31En rive gauche, un habitat à vocation agro-pastorale occupe une position périurbaine à peu de distance du fleuve (Jouquand, Jouanneau-Bigot, 2018, p. 71-110). La chronologie de cette occupation est comprise entre le Ve-VIe siècle et la fin du VIIIe siècle. On se trouve alors à l’écart de l’extrémité d’un nouveau pont possible (cf. supra), proche de laquelle, rue du Puits-Neuf, perdurerait une autre présence, dont les traces spécifiques (terres noires) laissent supposer des modalités d’occupation et peut-être un rythme de développement distincts. Pour les deux sites, on ne connaît pas leur position respective par rapport à l’axe de franchissement du fleuve alors en usage, ni vis-à-vis du ou des points de passage dans la plaine alluviale. Au regard des données de fouille sur chacun des établissements, ce que l’on soupçonne néanmoins, ce sont des environnements extrêmement différents. Il est donc possible que cela soit la conséquence de leur situation propre dans le réseau de circulation local en place dans le secteur méridional de l’agglomération.
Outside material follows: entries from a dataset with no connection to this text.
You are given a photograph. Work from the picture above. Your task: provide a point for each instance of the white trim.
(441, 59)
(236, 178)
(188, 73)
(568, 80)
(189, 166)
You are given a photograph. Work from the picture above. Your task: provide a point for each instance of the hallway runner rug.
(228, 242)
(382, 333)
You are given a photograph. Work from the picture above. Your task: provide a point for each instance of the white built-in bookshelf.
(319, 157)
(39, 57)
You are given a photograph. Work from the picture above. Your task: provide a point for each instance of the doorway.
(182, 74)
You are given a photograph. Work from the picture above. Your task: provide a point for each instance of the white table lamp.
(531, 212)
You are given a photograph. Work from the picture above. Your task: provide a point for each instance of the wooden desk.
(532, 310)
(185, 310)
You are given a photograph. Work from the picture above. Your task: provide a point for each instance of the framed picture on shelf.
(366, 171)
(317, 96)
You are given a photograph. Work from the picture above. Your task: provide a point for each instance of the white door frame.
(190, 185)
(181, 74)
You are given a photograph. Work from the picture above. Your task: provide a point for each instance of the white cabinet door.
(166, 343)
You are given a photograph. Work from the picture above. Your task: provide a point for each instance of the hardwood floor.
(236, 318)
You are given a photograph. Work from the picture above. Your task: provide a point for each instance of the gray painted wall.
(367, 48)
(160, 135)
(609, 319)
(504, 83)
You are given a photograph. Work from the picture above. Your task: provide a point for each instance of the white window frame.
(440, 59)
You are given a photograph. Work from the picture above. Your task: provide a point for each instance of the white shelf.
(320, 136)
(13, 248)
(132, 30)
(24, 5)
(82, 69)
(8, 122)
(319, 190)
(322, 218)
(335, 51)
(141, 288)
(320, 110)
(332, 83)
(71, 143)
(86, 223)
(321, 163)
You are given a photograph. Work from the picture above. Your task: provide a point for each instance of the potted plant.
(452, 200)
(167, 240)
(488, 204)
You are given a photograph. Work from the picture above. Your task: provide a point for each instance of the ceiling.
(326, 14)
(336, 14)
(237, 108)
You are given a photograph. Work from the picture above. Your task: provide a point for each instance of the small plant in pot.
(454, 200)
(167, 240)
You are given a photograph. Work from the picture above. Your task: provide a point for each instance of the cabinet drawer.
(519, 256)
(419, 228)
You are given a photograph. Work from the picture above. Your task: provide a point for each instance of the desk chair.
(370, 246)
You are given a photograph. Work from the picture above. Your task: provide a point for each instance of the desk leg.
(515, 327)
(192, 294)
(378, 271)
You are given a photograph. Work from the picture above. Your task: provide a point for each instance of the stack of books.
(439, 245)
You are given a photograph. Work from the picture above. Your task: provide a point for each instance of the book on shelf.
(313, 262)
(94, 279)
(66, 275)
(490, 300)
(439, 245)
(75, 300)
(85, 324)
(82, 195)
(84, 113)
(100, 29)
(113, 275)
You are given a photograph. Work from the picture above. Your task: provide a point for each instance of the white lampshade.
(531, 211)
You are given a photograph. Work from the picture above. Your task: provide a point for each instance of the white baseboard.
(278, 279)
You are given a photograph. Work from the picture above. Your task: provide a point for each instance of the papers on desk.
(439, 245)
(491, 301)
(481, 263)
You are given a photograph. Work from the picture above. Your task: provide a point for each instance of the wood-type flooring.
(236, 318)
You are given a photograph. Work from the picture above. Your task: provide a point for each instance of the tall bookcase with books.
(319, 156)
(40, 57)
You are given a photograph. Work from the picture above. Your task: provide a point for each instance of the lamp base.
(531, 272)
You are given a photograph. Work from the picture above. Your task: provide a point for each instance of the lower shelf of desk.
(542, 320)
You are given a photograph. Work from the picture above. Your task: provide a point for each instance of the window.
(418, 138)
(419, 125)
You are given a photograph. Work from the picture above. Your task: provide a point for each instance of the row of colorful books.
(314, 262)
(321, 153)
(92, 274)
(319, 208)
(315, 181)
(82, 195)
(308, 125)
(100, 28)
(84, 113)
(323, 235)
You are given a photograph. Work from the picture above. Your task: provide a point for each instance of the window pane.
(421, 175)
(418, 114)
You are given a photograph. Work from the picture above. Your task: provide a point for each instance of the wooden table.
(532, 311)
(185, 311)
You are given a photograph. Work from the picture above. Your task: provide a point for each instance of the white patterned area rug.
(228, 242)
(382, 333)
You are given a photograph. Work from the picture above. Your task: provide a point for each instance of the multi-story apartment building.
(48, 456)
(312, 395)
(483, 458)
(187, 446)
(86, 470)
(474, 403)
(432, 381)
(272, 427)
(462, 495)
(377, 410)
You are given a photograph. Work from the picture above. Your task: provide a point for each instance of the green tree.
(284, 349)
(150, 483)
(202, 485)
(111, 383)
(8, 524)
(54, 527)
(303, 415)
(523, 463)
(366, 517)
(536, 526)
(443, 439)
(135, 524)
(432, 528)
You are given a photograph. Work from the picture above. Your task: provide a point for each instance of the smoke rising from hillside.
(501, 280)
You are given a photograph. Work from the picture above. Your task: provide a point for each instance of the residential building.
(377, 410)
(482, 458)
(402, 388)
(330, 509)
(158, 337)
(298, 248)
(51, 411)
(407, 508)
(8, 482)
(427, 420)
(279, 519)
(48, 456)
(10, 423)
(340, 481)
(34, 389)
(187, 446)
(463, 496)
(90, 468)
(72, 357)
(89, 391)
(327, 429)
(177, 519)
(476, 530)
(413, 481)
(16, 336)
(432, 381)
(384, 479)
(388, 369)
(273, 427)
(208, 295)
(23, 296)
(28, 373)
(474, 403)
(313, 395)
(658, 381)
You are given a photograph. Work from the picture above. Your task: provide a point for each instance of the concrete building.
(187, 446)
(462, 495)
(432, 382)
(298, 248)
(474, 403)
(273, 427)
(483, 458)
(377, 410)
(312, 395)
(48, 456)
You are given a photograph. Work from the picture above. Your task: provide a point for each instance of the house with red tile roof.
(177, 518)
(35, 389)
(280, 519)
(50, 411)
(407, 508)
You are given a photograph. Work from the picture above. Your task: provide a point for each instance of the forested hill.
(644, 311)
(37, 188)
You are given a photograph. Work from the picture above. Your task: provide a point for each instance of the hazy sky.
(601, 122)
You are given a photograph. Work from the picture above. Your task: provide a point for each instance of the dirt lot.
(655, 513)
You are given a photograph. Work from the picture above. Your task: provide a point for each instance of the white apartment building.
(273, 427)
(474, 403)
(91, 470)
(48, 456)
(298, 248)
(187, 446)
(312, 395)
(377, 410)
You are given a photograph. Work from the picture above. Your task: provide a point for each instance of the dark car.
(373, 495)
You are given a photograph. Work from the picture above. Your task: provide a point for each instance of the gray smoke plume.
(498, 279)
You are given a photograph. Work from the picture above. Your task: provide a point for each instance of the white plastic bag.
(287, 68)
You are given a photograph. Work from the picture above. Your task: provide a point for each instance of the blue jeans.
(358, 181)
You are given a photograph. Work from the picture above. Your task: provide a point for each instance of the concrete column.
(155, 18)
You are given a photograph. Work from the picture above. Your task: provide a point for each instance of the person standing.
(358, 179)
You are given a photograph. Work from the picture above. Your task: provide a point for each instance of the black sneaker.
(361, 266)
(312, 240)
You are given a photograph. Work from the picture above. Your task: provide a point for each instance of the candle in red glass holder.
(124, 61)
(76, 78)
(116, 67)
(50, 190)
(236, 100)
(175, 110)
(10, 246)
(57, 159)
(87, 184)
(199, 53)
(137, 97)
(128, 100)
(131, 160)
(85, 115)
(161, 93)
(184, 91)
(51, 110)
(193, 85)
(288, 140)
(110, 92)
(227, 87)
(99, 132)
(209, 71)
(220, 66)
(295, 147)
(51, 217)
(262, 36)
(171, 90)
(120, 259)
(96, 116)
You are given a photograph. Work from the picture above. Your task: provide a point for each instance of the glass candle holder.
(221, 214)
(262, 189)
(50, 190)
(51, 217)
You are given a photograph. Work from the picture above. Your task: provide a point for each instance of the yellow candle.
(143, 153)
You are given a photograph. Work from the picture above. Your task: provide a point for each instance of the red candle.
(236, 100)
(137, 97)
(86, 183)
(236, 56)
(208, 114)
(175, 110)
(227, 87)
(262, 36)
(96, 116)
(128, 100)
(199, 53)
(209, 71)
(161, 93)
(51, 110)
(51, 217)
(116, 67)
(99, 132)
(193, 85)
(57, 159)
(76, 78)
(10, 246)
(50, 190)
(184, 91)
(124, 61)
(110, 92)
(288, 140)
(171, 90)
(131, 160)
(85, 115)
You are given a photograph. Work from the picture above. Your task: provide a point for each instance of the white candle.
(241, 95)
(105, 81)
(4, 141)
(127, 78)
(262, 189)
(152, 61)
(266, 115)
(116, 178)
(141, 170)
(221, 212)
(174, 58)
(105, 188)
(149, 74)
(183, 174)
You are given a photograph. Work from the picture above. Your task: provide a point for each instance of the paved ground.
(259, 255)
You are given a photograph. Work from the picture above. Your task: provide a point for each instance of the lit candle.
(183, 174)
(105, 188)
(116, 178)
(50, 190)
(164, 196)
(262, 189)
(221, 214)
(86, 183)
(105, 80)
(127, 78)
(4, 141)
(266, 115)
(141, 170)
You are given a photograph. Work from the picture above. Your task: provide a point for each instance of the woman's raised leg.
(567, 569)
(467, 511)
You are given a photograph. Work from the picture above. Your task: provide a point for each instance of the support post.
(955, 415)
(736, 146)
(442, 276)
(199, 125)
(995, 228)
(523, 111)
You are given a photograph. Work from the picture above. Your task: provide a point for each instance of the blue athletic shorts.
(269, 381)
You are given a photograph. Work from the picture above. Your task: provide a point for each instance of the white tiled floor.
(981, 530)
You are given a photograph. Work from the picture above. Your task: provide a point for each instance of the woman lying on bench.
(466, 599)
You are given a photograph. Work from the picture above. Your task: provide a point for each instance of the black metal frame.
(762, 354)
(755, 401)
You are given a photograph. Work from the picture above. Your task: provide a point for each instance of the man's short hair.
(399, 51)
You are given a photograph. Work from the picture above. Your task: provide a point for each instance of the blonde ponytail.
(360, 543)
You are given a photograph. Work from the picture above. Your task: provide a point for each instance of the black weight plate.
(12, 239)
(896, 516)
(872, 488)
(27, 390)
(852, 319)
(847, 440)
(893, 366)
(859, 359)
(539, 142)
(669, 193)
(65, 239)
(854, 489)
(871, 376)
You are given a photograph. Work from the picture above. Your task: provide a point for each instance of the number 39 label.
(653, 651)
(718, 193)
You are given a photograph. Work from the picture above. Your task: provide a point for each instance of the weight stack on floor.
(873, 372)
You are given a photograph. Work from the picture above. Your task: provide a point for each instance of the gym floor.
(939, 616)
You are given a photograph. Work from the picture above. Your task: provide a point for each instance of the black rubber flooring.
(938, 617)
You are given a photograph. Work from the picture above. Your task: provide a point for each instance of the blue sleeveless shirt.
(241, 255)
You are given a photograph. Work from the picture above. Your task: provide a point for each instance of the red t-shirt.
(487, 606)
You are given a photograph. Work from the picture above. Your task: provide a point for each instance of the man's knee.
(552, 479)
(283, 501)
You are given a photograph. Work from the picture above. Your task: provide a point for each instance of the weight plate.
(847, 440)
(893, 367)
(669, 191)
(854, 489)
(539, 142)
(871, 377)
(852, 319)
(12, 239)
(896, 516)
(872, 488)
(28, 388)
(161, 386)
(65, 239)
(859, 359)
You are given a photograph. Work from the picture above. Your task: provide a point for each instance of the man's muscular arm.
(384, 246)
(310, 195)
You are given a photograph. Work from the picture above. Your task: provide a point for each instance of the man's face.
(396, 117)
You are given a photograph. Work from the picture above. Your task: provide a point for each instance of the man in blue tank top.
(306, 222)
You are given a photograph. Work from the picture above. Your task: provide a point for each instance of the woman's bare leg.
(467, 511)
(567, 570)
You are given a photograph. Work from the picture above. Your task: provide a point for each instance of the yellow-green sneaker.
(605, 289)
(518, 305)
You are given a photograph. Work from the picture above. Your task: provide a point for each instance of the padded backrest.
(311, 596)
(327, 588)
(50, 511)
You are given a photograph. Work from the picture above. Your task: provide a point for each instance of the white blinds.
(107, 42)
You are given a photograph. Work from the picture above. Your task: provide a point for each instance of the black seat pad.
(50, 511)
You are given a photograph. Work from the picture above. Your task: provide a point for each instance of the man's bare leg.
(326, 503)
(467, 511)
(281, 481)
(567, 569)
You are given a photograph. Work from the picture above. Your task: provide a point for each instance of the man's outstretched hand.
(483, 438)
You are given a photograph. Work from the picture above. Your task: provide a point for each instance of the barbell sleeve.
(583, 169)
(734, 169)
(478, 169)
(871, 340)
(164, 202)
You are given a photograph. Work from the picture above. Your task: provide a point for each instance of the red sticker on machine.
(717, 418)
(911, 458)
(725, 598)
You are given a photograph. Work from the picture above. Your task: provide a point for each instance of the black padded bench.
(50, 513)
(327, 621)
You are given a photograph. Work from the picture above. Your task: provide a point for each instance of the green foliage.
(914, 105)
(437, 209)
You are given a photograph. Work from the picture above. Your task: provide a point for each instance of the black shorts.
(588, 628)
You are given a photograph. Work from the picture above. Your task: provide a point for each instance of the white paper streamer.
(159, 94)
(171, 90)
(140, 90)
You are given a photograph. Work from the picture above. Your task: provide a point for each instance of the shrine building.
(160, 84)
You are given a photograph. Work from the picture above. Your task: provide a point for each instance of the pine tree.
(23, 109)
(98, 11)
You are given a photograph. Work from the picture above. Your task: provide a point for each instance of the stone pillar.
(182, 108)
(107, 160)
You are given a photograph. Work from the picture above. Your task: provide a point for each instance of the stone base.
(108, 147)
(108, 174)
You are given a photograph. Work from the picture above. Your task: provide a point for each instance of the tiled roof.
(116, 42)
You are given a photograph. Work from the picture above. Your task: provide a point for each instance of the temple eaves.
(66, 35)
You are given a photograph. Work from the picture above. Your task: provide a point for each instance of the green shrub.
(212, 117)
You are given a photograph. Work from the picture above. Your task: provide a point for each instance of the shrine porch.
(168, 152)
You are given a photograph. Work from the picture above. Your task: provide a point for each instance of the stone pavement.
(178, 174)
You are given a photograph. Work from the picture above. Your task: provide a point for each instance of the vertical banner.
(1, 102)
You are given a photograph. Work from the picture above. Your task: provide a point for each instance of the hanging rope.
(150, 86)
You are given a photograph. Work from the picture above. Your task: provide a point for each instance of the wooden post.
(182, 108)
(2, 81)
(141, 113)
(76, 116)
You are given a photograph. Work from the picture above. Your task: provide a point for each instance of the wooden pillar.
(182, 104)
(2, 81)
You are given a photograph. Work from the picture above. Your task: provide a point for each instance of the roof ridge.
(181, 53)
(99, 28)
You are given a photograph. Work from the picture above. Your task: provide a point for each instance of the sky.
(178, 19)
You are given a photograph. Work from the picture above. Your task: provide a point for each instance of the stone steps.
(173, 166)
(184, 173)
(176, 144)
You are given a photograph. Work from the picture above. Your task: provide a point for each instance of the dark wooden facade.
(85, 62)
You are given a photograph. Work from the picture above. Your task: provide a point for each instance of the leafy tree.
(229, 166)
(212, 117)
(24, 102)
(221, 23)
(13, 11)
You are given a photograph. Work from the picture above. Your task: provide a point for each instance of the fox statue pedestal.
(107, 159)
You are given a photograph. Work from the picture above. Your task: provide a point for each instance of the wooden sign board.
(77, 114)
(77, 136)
32C’est dans l’intervalle chronologique début VIIIe-début IXe siècle que l’on place le début de l’ascension notable des vicomtes et comtes de Blois. Le rôle politique central du comté de Blois dans le royaume se confirme au Xe siècle (Aubourg, Josset, 2000, p. 188-190 ; Chédeville, 2000). Dans le même temps, une croissance urbaine significative caractérise les IXe et Xe siècles (Josset, Aubourg, Couvin, 2004, p. 221-230). La situation de carrefour d’itinéraires fluvial et terrestres est maintenant un fait acquis pour la ville de Blois. Pour le second haut Moyen Âge, on dispose de données factuelles pour appréhender cette position forte et centrale qui s’exprime dans divers domaines, en particulier politique et économique, mais aussi religieux, commercial et culturel [ill. 7].
7. La France au début du XIe siècle, alors que Blois est devenu capitale de comté.
D’après Guyotjeannin, 2005, p. 23.
Viviane Aubourg (Drac Centre-Val de Loire, SRA 2019).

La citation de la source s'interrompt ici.